In [8]:
#!pip3 install -U ucimlrepo 

#### 
The helper modules for data loading and exploration are already imported. The **data_loader** module loads the "auto_mpg" dataset, and **data_explorer** extracts and prints the dataset's metadata.

In [None]:
from utils import data_loader as dl
from utils import data_explorer as de
import numpy as np

data_loader = dl.DataLoader()
auto_mpg_data = data_loader.get_dataset("auto_mpg")
data_explorer = de.DataExplorer(auto_mpg_data)
metadata = data_explorer.describe_data()
print(metadata)


#### **Step 1**: Check for Missing Data

Check if there are any missing values in the dataset and removing rows that contain missing data.

**Task:**

- Check for columns with missing values.
- Remove the rows with missing values.
- Print out the number of rows before and after cleaning. Expected answer: 398 and 392


In [None]:
ch_missing_data = auto_mpg_data.isna().sum()
missing_columns = ch_missing_data[ch_missing_data > 0].index  
rows_with_missing_data = auto_mpg_data[auto_mpg_data[missing_columns].isna().any(axis=1)]
print(f"Features with missing data: {missing_columns[0]}")
print(f"rows with missing data {rows_with_missing_data.shape[0]}")
df = auto_mpg_data.dropna()
print(f"Number of samples Raw dataset: {auto_mpg_data.shape[0]}")
print(f"Number of samples cleaned dataset: {df.shape[0]}")

#### **Step 2**: Define your target variable (mpg) and features (all other numerical columns), and then split the data into training and testing sets.

**Task**:

- Define the target (mpg) and select the numerical columns as features.
- Split the data into training and testing sets (80% training, 20% testing).

In [11]:
target = 'mpg'
numerical_cols = df.select_dtypes(include=[np.number]).columns
features = numerical_cols[numerical_cols != target]

X = df[features].values
y = df[target].values

#### **Step 3**: Preprocess the Data (Scaling)
Preprocess the data by normalizing the features using StandardScaler.
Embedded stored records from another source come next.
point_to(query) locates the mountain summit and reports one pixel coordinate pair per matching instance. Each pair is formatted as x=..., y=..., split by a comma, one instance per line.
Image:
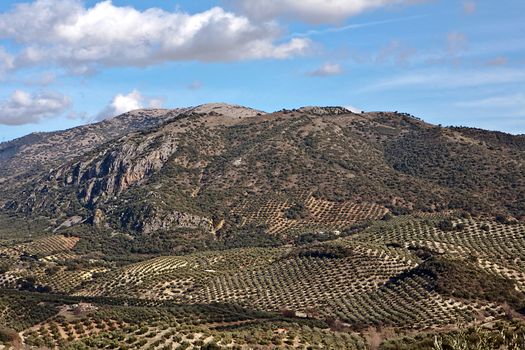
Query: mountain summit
x=217, y=168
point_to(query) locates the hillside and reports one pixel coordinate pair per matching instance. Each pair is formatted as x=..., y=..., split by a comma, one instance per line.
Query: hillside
x=221, y=226
x=200, y=167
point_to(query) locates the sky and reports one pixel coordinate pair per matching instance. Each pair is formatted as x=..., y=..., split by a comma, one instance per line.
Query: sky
x=65, y=63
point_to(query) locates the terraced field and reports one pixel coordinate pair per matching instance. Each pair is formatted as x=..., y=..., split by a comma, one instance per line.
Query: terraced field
x=321, y=214
x=332, y=294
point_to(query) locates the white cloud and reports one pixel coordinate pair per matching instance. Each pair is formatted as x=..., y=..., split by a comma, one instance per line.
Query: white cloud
x=354, y=109
x=313, y=11
x=456, y=42
x=125, y=103
x=469, y=7
x=195, y=85
x=498, y=61
x=82, y=39
x=445, y=79
x=6, y=61
x=25, y=108
x=328, y=69
x=505, y=101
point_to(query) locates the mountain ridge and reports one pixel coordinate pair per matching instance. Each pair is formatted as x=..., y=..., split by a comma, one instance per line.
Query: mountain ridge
x=170, y=173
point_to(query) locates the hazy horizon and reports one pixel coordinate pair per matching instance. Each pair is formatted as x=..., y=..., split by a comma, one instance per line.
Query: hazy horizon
x=68, y=63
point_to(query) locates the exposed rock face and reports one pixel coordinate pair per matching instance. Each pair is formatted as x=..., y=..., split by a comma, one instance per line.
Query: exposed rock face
x=176, y=219
x=199, y=165
x=43, y=151
x=325, y=110
x=115, y=170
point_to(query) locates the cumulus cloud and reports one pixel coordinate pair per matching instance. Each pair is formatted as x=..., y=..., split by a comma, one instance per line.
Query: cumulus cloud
x=313, y=11
x=6, y=61
x=326, y=70
x=83, y=38
x=25, y=108
x=125, y=103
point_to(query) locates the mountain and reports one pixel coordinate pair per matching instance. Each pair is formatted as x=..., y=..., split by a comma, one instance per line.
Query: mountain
x=220, y=165
x=221, y=226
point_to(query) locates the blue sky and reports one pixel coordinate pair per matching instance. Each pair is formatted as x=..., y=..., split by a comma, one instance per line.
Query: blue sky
x=65, y=63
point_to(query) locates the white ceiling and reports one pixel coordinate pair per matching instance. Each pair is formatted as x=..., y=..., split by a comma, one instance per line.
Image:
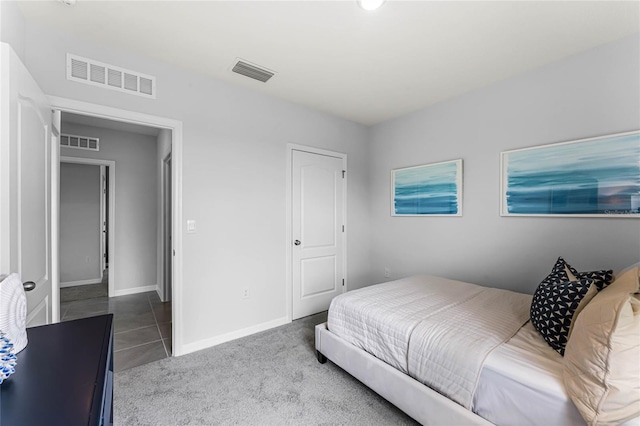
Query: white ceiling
x=335, y=57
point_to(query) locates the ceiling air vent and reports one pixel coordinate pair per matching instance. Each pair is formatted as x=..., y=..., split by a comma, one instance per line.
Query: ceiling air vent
x=79, y=142
x=107, y=76
x=252, y=71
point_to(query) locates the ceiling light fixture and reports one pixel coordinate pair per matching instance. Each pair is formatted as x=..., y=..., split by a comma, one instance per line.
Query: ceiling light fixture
x=370, y=4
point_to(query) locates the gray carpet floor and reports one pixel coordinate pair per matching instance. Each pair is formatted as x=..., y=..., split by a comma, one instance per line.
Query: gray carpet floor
x=270, y=378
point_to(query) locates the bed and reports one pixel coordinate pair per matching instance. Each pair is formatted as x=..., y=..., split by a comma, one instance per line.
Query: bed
x=448, y=352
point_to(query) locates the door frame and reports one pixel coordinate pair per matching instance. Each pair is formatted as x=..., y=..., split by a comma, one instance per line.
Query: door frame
x=112, y=207
x=289, y=218
x=166, y=227
x=176, y=128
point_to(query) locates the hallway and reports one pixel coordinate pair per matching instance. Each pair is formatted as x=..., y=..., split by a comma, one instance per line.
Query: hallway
x=142, y=323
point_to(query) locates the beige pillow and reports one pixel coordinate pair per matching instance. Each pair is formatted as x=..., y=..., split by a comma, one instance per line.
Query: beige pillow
x=602, y=357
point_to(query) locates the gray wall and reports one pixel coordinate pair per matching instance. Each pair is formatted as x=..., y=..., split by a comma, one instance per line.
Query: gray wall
x=13, y=27
x=234, y=179
x=590, y=94
x=80, y=230
x=135, y=250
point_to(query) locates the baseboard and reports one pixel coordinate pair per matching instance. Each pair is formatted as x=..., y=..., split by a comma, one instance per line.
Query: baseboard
x=134, y=290
x=81, y=282
x=217, y=340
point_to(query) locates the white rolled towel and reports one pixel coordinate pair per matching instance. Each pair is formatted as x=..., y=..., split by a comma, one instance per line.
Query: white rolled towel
x=13, y=311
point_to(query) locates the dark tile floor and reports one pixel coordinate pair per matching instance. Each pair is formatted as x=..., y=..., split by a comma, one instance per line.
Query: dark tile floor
x=142, y=325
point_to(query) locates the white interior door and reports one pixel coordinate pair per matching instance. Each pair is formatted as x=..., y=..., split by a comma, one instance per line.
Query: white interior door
x=25, y=185
x=318, y=231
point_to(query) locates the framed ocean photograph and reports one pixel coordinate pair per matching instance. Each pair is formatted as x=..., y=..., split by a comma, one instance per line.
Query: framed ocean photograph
x=428, y=190
x=595, y=177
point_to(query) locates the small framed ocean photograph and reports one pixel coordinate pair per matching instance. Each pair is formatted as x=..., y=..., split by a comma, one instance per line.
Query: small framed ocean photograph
x=595, y=177
x=428, y=190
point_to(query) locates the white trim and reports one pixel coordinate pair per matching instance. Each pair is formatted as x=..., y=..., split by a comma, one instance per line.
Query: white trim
x=112, y=210
x=44, y=304
x=85, y=108
x=80, y=282
x=289, y=218
x=136, y=290
x=55, y=220
x=217, y=340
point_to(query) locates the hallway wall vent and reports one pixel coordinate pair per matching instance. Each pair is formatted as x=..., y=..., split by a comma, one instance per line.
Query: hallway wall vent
x=79, y=142
x=252, y=70
x=107, y=76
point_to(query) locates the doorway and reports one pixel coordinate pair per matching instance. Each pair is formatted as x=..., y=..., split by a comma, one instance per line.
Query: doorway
x=175, y=138
x=317, y=228
x=84, y=229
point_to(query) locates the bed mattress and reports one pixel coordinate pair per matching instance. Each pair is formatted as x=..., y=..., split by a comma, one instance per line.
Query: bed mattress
x=521, y=382
x=380, y=319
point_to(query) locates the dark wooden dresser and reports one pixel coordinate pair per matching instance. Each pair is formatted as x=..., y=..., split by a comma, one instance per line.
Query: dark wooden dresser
x=63, y=377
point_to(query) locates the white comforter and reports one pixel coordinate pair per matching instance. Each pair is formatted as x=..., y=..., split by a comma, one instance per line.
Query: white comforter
x=439, y=331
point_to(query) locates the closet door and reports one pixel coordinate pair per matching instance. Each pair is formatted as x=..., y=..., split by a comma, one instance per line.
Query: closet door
x=25, y=185
x=318, y=245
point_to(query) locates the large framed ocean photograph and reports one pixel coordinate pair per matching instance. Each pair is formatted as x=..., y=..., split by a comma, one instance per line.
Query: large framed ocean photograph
x=427, y=190
x=594, y=177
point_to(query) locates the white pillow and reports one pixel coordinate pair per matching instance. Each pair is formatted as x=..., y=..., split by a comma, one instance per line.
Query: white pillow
x=602, y=357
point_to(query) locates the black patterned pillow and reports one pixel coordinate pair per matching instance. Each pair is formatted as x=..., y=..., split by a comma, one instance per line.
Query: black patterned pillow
x=555, y=306
x=564, y=272
x=558, y=273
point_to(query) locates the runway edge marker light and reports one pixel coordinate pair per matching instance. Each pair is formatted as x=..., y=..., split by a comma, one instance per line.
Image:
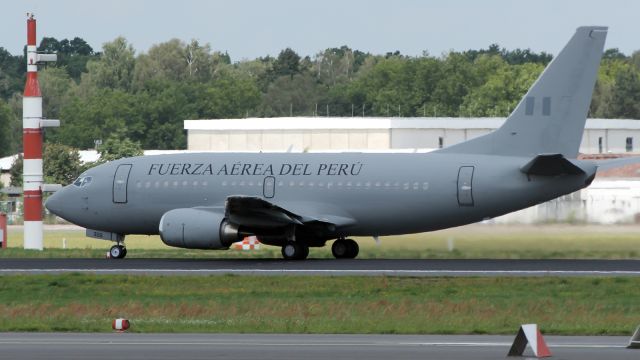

This is an important step to ensure that the features are on the same scale.

**Task**:

- Normalize the training and testing features using the StandardScaler.
- Convert the data to PyTorch tensors.

In [12]:
### Pre-processing step. 
from sklearn.model_selection import train_test_split
from sklearn.preprocessing import StandardScaler
import torch


X_train, X_test, y_train, y_test = train_test_split(X, y, test_size=0.2, random_state=42)

# Normalize the features using the training data only
scaler = StandardScaler()
X_train_normalized = scaler.fit_transform(X_train)
X_test_normalized = scaler.transform(X_test)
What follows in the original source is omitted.